In het achterliggende jaar is daadwerkelijk met de bouw begonnen. In zijn 'vrije' tijd helpt ds. Schalkoort zo veel mogelijk mee aan de bouw. Hij verrichtte bij voorbeeld restauratiewerkzaamheden aan de klavieren en maakte verschillende houten onderdelen en pijpen. Ook belegde hij de voorkant van iedere toets met een stukje leer waarop een goudstempel (een lelie) afgebeeld is. „Maar het echte orgelvakwerk doet Huivenaar". „Op een gegeven moment", aldus ds. Schalkoort, „vertelde Huivenaar dat hij van iemand uit Haarlem een huisorgel gekocht had. Ik schonk daar eerst niet zo veel aandacht aan. Later ontmoette ik die man, Max Koning heet hij, in de werkplaats bij Huivenaar, omdat hij een harmonium bij hem in restauratie had. En wat bleek toen? Het orgel dat die Haarlemmer aan Huivenaar verkocht had, was mijn eerste orgel! Acht jaar lang was hij daar de eigenaar van geweest. Het orgel had hij opgeslagen en helaas niet opgebouwd. Max koos toch liever voor het harmonium. Toen heb ik uit mijn eerste orgel het historische pijpwerk (uit 1839) teruggekocht. Verder heb ik er nog wat hout van gebruikt voor mijn tweede orgel".

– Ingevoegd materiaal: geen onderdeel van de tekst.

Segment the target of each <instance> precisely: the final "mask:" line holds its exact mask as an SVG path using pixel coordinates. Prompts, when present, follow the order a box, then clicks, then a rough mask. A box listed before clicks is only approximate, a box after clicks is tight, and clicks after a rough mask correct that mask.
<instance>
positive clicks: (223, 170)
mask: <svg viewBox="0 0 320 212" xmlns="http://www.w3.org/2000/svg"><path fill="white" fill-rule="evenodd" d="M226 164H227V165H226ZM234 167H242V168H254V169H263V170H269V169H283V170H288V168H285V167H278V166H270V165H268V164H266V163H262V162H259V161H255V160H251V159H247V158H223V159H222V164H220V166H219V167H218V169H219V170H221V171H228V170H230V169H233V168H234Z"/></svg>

Het orgel krijgt een antiek, tweehonderd jaar oud pijpenfront. Het prachtige houtsnijwerk aan het orgel is uitgevoerd door houtsnijder en oud-gemeentelid De Graaf uit Streefkerk. Ook anderen hebben een aandeel(tje) in de orgelbouw gehad. Een gemeentelid uit Delft draaide de registerknoppen. Een ander maakte de Holpijp 8'.

Christelijk gezin

Het orgel moet mede een studieorgel worden voor de oudste zoon, Wouter, die orgelles heeft van Jan J. van den Berg, organist van de Nieuwe Kerk. Het (muzikale) gezin Schalkoort zingt graag. Volgens ds. Schalkoort hoort er in ieder christelijk gezin een orgel thuis. „Al was het maar een harmonium. We zingen toch al zo weinig. Het gezin wil een kerkje in 't klein zijn. We mogen wat er in ons leeft, wat de Heere aan ons wil geven, ook tot uiting laten komen in onze zang en muziek". Het harmonium dat nu nog in de huiskamer van de pastorie staat, zal binnenkort vervangen worden door het kabinetorgel. „Want een pijporgel, dat gaat boven alles. Dat is écht. Dat geruis van die pijpen hè...".

--------------------------------------------------------------------------------------------------------------------------------------------------

Dispositie:

Bovenklavier: Liefelijk gedekt 8', Holfluit 4', Roerquint 2 2/3', Terts 1 3/5' D, Dulciaan 8'.

Onderklavier: Holpijp 8', Prestant 8' D, Viola 4', Prestant 4', Octaaf 2', Quint l 1/3' vanaf klein C, Flageolet I 'D.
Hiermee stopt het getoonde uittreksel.